Duchowny zauważył, że Maryja odegrała rolę przeciwną do roli Ewy. Gdy Ewa przyczyniła się do „ruiny ludzkości”, Matka Boża miała przez swoje posłuszeństwo, swoje „fiat” udział w odkupieniu człowieka. Na Kalwarii zostały złożone dwie ofiary: „jedną jest ciało Chrystusa, drugą jest serce Maryi”, stając się jedną ofiarą dzięki zgodzie Maryi na ofiarowanie Jej Syna.

Ks. Lanzetta zwrócił uwagę na to, że papieże od Leona XIII do Benedykta XVI potwierdzali jako magisterium zwyczajne Kościoła współodkupieńczą rolę Maryi. Według „roztropnych teologów” – stwierdził ks. Lanzetta – „zostało dowiedzione, że jest to część Bożego objawienia”, a zatem nie powinno być przeszkód w ogłoszeniu tego jako dogmatu Kościoła.

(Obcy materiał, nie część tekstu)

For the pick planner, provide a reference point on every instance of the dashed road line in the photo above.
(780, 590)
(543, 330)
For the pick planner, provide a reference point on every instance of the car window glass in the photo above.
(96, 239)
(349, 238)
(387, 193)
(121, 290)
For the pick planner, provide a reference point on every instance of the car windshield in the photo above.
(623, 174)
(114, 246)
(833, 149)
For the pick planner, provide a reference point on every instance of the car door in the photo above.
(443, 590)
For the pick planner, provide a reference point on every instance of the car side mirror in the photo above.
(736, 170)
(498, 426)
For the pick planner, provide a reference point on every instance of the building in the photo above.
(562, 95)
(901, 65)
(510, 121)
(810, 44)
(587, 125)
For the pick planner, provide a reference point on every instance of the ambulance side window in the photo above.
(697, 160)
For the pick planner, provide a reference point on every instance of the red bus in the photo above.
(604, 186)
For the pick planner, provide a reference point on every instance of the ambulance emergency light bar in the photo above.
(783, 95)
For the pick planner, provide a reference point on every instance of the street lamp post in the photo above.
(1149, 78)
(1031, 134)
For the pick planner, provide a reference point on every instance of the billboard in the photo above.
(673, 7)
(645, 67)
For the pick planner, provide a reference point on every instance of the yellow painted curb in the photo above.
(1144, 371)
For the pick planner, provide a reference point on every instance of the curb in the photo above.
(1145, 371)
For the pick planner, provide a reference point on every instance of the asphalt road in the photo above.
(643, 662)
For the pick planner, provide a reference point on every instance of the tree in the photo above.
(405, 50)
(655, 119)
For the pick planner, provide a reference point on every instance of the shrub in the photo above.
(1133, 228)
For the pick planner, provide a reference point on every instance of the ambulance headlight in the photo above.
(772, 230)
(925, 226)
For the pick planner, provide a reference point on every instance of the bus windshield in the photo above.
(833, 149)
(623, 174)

Zdaniem duchownego w świetle roli Maryi jako współodkupicielki należy też postrzegać Jej prośbę o poświęcenie Rosji oraz każdej duszy Jej Niepokalanemu Sercu. Jak powiedziała Matka Boża dzieciom w Fatimie w 1917 roku: „Moje serce będzie ucieczką i drogą prowadzącą was do Boga”. Opóźnienie poświęcenia Rosji przyczyniło się do triumfu ideologii marksistowskiej „nad ruinami upadłego komunizmu” – stwierdził ks. Lanzetta.

Według duchownego marksizm uległ transformacji i stał się dążeniem do równości społecznej, w której nawet różnice płci ulegają zatarciu. Niestety ta ideologia dotknęła też Kościół, doprowadzając nawet do „pełzającej apostazji”.

„Oto sposób odpowiedzi na przesłanie z Fatimy: ofiarowanie wszystkiego Bogu po to, by współpracować z Nim w odkupieniu ludzkości, tak jak Matka Boża zrobiła w bardzo wyjątkowy sposób” – powiedział ks. Lanzetta. „Nasze poświęcenie Maryi pozwoli nam żyć w pełni tajemnicą Maryjnego współodkupienia”, a wysłuchanie Jej prośby z Fatimy może ocalić dusze przed wiecznym potępieniem.